Что же Вы замолкли? Или что-нибудь случилось? Или Вы снова погружены в свои тяжелые и многообразные дела? Или Вы снова что-то «сотворили» с собой и боитесь выдать себя каким-нибудь неосторожным словом? Или Вы сердитесь на меня за мое последнее письмо? Я часто передумываю, не причинил ли я Вам какой-нибудь боли своими назойливыми рассуждениями и философствованием. Но я всегда не ошибался, доверчиво полагаясь на Ваше прощение, ибо мои письма к Вам всегда были искренними, идущими от глубин моего сознания и нежных чувств к Вам, от ласкового бережения Вашей чудесной и светлой души. Нет! Вы не можете на меня сердиться! Почему же Вы умолкли? Мне не хватает Ваших писем. Вы об этом забыли? Что с Вами?

Ваш И. Д.

8/IV—49 г.

Мой нежный друг!

Вообще не следовало бы в таком настроении, как у меня сейчас, писать Вам, но, во-первых, я не знаю, когда оно пройдет у меня, а во-вторых, принимайте меня такою, какая я есть,— не все же Вам читать о приятных вещах!

Я сержусь на Вас за только что полученное письмо, а не за то, которое Вы имеете в виду. О! То письмо я получила поздно вечером, вернувшись домой усталой и продрогшей после двухнедельной командировки из Свердловска. Я читала его, задумываясь почти над каждой фразой, около двух часов и потом почти до утра проворочалась в постели, не в силах уснуть. (...)

Ваши фразы: «Я Вас люблю. Не смейте мне отвечать взаимностью!» — диаметрально противоположны друг другу. Разве не естественно для любящего человека ждать взаим­ности и желать ее?

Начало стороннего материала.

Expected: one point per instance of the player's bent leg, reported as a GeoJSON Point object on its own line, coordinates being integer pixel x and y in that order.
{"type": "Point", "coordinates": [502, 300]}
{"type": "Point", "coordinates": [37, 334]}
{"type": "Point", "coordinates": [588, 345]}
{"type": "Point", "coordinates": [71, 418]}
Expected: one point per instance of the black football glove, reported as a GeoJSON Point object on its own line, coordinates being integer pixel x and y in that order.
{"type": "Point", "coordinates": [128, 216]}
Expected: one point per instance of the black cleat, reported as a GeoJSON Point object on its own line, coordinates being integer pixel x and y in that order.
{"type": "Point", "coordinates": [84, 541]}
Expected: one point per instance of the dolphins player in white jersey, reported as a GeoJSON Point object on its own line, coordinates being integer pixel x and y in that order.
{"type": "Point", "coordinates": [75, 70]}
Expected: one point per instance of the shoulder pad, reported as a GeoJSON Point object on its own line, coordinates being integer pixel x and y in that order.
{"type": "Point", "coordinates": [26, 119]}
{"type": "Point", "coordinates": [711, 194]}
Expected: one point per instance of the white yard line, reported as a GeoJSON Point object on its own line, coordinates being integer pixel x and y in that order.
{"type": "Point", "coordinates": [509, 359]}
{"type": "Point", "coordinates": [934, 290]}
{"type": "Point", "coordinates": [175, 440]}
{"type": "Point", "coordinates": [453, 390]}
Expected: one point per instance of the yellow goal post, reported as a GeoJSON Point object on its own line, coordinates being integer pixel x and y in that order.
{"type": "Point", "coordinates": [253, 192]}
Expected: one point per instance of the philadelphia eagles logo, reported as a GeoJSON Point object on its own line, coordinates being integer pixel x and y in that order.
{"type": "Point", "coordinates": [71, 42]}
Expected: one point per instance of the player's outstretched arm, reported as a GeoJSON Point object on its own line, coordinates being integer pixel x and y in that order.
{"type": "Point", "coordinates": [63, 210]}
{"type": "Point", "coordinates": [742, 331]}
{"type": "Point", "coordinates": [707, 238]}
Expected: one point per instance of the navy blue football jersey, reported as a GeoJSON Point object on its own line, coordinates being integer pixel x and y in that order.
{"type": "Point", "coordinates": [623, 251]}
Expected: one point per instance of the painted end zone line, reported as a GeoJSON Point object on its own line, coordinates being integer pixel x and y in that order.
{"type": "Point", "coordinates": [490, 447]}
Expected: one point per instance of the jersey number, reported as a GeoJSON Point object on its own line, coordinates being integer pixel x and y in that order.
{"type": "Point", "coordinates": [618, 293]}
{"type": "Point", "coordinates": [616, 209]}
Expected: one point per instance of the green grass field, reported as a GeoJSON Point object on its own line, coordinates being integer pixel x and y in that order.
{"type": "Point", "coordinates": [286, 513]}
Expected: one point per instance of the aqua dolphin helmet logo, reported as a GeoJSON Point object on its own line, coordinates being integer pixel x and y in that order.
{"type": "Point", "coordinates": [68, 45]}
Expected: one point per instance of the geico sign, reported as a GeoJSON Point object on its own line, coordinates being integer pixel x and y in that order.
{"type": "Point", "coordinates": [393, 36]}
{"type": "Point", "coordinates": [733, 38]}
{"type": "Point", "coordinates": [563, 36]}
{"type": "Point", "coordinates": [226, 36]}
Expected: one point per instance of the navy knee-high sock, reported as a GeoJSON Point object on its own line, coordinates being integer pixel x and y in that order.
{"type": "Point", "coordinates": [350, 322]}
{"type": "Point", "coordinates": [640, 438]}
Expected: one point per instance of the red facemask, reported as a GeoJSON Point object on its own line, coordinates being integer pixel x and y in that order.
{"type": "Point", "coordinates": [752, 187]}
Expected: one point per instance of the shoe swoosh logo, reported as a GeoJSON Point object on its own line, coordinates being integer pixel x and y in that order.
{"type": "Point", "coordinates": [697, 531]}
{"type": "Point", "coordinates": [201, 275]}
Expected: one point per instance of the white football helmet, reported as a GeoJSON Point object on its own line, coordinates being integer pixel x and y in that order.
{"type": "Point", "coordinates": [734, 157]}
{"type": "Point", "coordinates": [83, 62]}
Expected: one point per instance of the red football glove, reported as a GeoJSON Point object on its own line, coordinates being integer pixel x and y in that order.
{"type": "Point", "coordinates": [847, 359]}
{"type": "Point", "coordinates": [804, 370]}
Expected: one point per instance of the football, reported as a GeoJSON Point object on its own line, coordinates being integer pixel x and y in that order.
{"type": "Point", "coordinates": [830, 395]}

Правда, в своих письмах Вы не раз говорили о своей дружеской любви ко мне, даже спрашивали как-то, думаю ли я так же о Вас. В последнем же письме прозвучала новая нота: Вы запрещаете мне отвечать взаимностью. Это — проти­воестественно. Может быть, я понимаю Вас, но мне хочется, чтобы Вы сами разъяснили этот парадокс. Я же обещаю не говорить Вам о своей любви до тех пор, пока Вы сами не будете меня просить об этом!

Я сержусь на Вас за Ваше предположение о том, что я что-то «сотворила» с собой и боюсь выдать себя неосторожным словом. Ваше двадцать шестое чувство Вас на этот раз обманывает: пока Вы, невидимый, со мной, я надежно защищена от всех случайностей и призраков, защищена нашей дружбой, хотя ей, кажется, уже тесно в рамках этих понятий. И уж, конечно, если бы даже что-либо и случилось, я бы не стала бояться выдать себя, а, наоборот, чистосердечно Вам во всем призналась. (...)

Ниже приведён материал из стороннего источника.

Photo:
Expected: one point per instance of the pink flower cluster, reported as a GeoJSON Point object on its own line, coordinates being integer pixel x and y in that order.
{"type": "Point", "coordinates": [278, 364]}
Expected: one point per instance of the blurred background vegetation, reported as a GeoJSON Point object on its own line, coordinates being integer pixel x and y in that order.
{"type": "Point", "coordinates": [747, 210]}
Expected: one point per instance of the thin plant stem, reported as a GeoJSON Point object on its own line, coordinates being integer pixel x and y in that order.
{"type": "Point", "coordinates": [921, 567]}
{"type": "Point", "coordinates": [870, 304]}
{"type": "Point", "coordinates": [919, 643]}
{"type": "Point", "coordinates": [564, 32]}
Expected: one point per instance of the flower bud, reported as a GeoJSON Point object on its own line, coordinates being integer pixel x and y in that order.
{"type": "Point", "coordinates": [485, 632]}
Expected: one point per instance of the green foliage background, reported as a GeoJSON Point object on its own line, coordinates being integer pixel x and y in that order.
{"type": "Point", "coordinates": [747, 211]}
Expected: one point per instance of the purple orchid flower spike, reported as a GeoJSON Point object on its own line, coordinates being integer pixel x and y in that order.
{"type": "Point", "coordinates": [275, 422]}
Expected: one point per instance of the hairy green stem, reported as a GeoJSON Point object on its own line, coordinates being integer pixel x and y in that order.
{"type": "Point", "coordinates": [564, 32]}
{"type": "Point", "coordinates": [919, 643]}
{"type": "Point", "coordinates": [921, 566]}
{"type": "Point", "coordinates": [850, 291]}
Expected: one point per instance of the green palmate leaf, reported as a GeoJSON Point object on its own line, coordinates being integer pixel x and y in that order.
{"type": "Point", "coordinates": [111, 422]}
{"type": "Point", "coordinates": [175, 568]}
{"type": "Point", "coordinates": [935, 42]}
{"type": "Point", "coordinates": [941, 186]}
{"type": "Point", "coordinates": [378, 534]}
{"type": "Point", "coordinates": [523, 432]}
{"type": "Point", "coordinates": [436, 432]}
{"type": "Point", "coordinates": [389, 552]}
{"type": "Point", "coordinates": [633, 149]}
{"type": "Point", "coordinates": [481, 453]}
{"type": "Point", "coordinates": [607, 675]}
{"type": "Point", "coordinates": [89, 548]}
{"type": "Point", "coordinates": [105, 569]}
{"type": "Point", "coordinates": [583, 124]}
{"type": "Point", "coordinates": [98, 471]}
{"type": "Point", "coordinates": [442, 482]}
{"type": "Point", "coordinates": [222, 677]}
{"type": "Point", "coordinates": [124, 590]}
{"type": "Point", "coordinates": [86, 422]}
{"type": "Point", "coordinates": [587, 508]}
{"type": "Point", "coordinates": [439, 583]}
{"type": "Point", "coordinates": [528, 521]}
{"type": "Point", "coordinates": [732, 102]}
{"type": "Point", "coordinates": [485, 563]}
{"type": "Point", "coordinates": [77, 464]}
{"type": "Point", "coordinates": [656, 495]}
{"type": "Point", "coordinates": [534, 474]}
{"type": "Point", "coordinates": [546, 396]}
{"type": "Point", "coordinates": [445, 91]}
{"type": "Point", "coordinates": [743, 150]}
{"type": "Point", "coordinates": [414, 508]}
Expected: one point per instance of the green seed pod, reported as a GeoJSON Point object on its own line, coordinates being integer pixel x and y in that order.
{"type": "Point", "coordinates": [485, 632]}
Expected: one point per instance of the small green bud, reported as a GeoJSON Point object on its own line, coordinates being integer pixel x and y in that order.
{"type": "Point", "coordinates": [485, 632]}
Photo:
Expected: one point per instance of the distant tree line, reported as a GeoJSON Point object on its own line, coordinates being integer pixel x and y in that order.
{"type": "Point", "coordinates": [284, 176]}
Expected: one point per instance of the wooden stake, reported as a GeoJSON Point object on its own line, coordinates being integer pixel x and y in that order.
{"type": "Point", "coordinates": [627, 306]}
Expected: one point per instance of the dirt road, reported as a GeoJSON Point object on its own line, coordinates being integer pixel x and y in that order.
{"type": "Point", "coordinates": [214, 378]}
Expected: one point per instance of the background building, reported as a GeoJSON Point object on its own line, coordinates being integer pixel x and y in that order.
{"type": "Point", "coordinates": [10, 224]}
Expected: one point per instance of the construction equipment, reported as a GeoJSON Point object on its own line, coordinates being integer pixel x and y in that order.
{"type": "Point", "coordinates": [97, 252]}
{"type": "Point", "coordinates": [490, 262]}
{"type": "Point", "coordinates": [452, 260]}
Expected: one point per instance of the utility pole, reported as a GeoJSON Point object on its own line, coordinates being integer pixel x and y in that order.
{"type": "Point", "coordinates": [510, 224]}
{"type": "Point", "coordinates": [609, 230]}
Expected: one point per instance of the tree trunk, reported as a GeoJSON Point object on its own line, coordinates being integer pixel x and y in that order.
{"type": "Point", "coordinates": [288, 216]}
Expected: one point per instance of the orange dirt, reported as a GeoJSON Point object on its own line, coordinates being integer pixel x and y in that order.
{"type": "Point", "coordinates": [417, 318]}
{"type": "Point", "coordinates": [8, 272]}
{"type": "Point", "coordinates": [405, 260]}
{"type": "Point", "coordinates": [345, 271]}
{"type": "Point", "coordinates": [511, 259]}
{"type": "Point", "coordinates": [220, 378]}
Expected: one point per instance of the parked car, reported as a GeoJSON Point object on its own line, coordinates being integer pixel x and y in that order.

Я вообще начинаю бояться, что Вы, готовый даже молиться о моем благополучии и счастье, можете невольно причинить мне сильную боль. Так мне подсказывает мое простое шестое чувство. (...)

Я должна согласиться с Вами, что моя жажда любви была не созиданием, а просто ожиданием чего-то чудесного. Я спала с открытыми глазами и ждала волшебного принца, который должен прийти и пробудить меня своим поцелуем к жизни. Сейчас, к сожалению, я уже уверовала в то, что мое счастье утеряно, как и счастливая сорочка, в которой я родилась. И я скромно мечтаю лишь о более спокойной работе и жизни, культурной жизни с хорошей книгой, театром и музыкой. (...)

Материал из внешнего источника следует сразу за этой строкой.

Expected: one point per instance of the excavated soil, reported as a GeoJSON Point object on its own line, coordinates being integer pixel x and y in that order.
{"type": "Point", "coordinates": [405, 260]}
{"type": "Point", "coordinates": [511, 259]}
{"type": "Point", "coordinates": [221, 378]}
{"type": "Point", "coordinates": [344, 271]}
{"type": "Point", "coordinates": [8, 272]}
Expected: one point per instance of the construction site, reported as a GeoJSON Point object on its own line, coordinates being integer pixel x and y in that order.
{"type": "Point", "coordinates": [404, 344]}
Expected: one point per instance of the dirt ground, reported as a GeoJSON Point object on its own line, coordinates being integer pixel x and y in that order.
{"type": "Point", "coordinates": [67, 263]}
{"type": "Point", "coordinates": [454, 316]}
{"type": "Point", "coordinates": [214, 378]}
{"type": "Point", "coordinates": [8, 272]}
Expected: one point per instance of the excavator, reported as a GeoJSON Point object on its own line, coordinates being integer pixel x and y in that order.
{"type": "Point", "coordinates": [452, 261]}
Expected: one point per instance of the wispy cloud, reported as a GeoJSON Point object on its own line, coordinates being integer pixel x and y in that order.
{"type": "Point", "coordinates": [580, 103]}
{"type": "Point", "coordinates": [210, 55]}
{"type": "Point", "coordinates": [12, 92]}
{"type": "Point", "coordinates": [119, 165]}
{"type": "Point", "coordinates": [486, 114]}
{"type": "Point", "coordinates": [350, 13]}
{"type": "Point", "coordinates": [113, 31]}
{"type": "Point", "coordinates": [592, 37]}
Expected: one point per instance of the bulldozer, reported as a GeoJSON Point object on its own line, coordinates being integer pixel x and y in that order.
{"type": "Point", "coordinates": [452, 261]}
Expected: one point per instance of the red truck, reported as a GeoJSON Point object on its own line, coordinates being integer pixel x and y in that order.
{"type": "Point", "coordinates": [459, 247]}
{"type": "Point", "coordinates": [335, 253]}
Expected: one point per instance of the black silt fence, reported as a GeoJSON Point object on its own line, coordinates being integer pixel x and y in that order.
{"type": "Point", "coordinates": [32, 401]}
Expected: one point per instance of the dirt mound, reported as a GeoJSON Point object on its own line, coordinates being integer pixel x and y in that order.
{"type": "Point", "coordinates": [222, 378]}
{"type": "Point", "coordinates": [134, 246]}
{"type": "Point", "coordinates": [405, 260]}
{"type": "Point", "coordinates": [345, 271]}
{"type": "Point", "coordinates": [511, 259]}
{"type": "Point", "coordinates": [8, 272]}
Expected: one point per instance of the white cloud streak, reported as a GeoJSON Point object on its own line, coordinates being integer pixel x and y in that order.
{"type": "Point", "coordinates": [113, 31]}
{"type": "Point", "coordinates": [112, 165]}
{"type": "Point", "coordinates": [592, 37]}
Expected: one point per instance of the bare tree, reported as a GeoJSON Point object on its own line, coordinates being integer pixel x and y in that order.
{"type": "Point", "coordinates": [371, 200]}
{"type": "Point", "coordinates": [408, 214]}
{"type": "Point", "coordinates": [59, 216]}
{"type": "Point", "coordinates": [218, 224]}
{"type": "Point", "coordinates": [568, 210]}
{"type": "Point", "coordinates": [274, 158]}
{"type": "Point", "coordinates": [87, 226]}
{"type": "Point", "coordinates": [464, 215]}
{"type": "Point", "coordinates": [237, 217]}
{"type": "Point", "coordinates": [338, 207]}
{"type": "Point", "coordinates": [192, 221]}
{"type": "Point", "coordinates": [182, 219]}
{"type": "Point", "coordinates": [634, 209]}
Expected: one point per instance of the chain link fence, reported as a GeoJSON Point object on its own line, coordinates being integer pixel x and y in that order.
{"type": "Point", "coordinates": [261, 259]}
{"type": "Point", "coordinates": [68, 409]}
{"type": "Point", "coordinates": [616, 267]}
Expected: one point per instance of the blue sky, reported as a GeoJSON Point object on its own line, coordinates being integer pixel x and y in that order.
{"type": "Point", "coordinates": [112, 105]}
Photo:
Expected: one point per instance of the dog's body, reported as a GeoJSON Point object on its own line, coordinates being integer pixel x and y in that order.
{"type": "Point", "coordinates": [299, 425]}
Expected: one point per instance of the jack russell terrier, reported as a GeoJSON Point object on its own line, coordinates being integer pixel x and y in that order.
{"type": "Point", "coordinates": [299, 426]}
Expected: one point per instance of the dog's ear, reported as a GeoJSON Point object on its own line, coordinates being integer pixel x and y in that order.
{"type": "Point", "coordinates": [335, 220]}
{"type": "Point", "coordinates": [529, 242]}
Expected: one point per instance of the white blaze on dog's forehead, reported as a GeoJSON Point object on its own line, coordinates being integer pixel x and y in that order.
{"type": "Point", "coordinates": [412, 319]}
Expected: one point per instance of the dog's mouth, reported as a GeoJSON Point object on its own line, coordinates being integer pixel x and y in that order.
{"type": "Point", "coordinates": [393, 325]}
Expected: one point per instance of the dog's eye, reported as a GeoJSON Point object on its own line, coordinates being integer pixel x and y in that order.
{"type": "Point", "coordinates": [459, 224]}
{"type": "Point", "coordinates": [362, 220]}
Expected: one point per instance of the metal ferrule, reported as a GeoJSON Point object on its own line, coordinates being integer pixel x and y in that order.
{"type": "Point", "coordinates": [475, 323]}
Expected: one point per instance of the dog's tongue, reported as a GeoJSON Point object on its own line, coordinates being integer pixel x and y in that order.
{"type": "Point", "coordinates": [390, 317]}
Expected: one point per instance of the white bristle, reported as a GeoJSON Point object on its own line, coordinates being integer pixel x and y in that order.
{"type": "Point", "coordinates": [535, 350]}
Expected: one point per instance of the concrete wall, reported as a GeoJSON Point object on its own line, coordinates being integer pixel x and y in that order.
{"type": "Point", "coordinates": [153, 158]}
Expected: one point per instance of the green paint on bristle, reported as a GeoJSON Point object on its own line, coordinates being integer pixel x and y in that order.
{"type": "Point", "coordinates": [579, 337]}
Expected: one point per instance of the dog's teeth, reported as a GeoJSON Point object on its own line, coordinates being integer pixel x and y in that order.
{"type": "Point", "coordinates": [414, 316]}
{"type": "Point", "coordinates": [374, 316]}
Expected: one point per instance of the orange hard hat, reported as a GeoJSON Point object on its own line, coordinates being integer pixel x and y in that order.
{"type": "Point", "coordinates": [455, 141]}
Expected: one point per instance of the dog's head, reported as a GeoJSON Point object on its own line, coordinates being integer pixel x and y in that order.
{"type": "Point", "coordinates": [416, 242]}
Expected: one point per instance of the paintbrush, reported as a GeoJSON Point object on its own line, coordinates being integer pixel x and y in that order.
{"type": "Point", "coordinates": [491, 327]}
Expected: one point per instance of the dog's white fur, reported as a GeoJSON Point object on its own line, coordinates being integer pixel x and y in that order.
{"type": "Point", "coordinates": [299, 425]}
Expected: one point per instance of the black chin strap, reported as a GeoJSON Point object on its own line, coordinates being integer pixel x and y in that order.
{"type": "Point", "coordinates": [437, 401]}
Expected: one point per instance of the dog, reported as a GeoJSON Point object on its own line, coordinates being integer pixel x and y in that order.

Кстати, Ваше сердце, сердце любящего друга, не подсказало Вам, как мне было плохо? Когда у меня не было просто ни физической возможности, ни желания написать Вам? (...) Если Вы не хотите потерять свою Людмилу навсегда — вырвите меня отсюда!

Ну вот, начала «о здравии», а кончаю «за упокой». (...)

Исаак Осипович, Вам, как другу, от которого я не скрываю ничего, я должна признаться в некоторых фактах, начинающих меня серьезно тревожить. Ваши письма, наше общение, вначале просто приятное, постепенно становится мне жизненно необходимым. Я могу это сравнить с воздухом, необходимым экипажу подводной лодки, напрягающему для спасения своей жизни все усилия, в то время как тело наливается усталостью, как свинцом. Это мне уже начинает мешать жить и работать. Больше всего пугает тот факт, что, глядя на Ваш портрет, я нахожу Вас красивым, в то время как раньше критически относилась к Вашей внешности.

Подумайте, чем это может кончиться, и прекратите это наважденье. Сама я это сделать уже не в силах.

Я нежно целую Ваши глаза.

Ваша Л.

P. S. Пожалуйста, не затягивайте ответ. Мне очень хочется уловить Ваше дыхание, Ваш резонанс на мое письмо. (...)

Сержусь, но... люблю!

Л.

Москва, 12 апреля 1949 г.

Как всегда,— ночь...

Поговорим о странностях любви...

А. Пушкин. «Гавриилиада»

Что с несомненностью я установил в Вашем письме, которое сегодня получил?

1) Что Вы — брюзга несносная!

2) Что Вы только теперь начинаете чувствовать ко мне ту дружескую любовь, о которой давно пишете мне!